HABLEMOS DE ARTE

 

Carlos Maside. “Mercado”. 1950.

Aunque la memoria registre las viejas enseñanzas del pequeño estudio y las charlas artísticas de aquel café antiguo, como principio del arte y de los artistas, hay una nueva Galicia que ve cómo se desarrolla la plástica extendiendo sus modos más allá de lo local.

Porque tenemos ahora una Universidad del Arte que forma y encomienda la responsabilidad creativa a nuevos artistas aquí nacidos para el éxito internacional.

Son jóvenes, pero cuelgan obra en las galerías de la diversidad y reparten esculturas en lugares emblemáticos de este mundo. También han encontrado un espacio para la videocreación y la performance.

Todos nacieron hijos de vieja vocación emigrante. Imaginativos y viajeros. Porque hubo una base.

Luís Seoane. “O Meco”. 1963.

La pintura considerada de la Escuela Gallega Contemporánea viene de muy atrás, del siglo XIX. Cobra forma en los cuadros de Soutomaior, que reflejan primordialmente el paisaje y la realidad del país, con una estética esencial.

Más tarde, Carlos Maside, primero y Arturo Souto después, serían autores del cromatismo y del realismo social que impulsaría al arte gallego hasta mediado el siglo XX. Ambos pintores demostraban, con su pintura, la fuerza de aquel Rexurdimento al que Galicia debe gran parte de  su base cultural.

Pero será mediado el siglo XX cuando las artes plásticas gallegas se unan al clamor popular y la pintura cobre un registro de denuncia social, además de estético. Curiosamente, esta fuerza vital para nuestro desarrollo artístico nace en el exilio y en la emigración.

Esta pintura tiene su más universal representante en Luís Seoane, nacido en Buenos Aires hijo de emigrantes y posterior exiliado político en 1936, tras estudiar derecho en Compostela.

Seoane, sin embargo, fue más que un artista: su figura va asociada al nacionalismo social, a la actividad política. Con Isaac Díaz Pardo fundó el Laboratorio de Formas, base del actual Sargadelos y de Edicións do Castro, con el objeto de recuperar la memoria histórica de Galicia.

Junto a Seoane crecerían en Buenos Aires como artistas Laxeiro y Colmeiro, dos de las grandes figuras del arte gallego contemporáneo.

Pero en cuanto al arte como vía para la denuncia social nadie manejó el dibujo como Castelao, considerado el patriarca de la sátira y de la ironía, en suma, de la retranca gallega.

Todo esto ocurrió en Buenos Aires.
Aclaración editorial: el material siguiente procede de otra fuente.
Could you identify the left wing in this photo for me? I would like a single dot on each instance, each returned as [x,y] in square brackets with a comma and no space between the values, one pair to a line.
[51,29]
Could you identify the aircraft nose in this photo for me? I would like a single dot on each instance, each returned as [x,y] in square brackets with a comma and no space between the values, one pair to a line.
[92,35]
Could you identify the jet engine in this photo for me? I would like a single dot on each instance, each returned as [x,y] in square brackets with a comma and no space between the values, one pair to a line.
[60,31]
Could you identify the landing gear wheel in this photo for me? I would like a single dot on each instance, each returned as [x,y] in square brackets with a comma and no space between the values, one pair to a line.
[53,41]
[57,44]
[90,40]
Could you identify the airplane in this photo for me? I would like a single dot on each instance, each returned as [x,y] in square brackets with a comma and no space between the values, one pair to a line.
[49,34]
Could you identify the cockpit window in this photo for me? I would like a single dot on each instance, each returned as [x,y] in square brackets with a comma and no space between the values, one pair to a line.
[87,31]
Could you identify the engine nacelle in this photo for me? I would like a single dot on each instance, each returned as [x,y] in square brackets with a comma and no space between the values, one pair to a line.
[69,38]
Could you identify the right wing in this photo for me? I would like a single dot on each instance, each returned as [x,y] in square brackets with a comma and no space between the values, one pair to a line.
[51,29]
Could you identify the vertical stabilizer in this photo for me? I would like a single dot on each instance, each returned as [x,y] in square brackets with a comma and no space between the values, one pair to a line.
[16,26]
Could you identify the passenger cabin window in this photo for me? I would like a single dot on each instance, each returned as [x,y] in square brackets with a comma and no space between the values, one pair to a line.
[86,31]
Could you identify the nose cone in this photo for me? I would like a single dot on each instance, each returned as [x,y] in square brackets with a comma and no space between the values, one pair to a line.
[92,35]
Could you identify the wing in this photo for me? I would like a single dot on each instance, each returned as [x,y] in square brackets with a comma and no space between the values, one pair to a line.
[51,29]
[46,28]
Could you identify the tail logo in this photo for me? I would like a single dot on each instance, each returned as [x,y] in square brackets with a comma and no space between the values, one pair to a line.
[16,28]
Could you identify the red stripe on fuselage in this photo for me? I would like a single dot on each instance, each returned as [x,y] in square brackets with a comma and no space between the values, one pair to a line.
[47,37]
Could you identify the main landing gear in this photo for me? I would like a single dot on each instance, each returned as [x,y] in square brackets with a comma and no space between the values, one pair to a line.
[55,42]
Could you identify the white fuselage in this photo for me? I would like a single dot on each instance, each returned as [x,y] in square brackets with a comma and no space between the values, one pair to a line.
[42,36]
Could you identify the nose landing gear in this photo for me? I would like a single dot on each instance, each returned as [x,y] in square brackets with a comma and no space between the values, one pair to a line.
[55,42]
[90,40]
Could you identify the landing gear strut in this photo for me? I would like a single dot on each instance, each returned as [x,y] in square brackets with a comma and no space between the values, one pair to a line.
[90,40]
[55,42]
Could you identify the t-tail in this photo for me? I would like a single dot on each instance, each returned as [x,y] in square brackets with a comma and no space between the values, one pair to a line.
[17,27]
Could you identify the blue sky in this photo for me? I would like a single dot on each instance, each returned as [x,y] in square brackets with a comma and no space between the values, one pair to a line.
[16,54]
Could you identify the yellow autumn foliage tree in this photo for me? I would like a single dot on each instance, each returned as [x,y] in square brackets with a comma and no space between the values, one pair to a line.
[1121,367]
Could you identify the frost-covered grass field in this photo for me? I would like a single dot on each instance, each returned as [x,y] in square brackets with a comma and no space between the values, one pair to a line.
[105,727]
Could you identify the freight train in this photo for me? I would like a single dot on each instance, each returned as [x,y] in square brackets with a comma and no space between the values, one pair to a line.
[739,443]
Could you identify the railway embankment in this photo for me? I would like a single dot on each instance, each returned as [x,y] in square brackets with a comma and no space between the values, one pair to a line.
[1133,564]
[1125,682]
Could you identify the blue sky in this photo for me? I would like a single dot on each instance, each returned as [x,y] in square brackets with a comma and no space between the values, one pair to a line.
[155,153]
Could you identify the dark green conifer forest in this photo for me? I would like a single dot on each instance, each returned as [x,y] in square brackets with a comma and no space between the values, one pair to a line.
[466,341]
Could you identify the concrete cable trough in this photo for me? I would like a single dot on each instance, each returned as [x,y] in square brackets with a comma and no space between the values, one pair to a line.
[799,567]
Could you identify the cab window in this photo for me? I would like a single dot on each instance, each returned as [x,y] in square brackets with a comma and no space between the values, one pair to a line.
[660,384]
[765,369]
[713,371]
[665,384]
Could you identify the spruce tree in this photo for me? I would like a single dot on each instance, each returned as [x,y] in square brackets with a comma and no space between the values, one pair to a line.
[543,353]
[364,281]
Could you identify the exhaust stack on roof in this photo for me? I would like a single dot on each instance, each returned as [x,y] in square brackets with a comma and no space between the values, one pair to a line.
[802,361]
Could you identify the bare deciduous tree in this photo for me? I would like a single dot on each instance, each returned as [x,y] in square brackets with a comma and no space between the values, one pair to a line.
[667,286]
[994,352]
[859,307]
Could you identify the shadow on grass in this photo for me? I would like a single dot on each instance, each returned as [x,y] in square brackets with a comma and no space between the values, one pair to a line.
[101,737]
En la emigración y en el exilio.

Alfonso Sucasas. “Primos da Celsa”. 1997

Quizá a estos pioneros, viejos maestros que ya son historia, debamos la abundancia creativa de hoy en día, con nombres ya consagrados como Lamazares, Huete, Quintana Martelo, Patiño, Carlos Vello, Antón Sobral o Sucasas, fallecido en el 2002, y medio millar de autores tal vez menos conocidos,  pero que forman parte de esa nueva generación de artistas gallegos que ven coronado su arte por el éxito.

Son el núcleo artístico que triunfa más allá de las salas de Galicia… Sara Garrote, Sabela Baña, Xurxo Martiño, David Ferrando, Inma Doval… Gente con gran creatividad, valorada en las más prestigiosas galerías de Europa y de América. Es decir, la generación XXI del arte gallego más actual.

Aunque su obra está también en las modernas infraestructuras gallegas: en los museos contemporáneos, en las pequeñas y grandes galerías y en lugares donde el arte se saborea.

Cada día, en las siete ciudades gallegas y en las villas que son cabecera de comarca, se pueden ver alrededor de doscientas muestras de artes plásticas, de una gran variedad artística.

Inma Doval. Ilustración para “O Home do Saco”.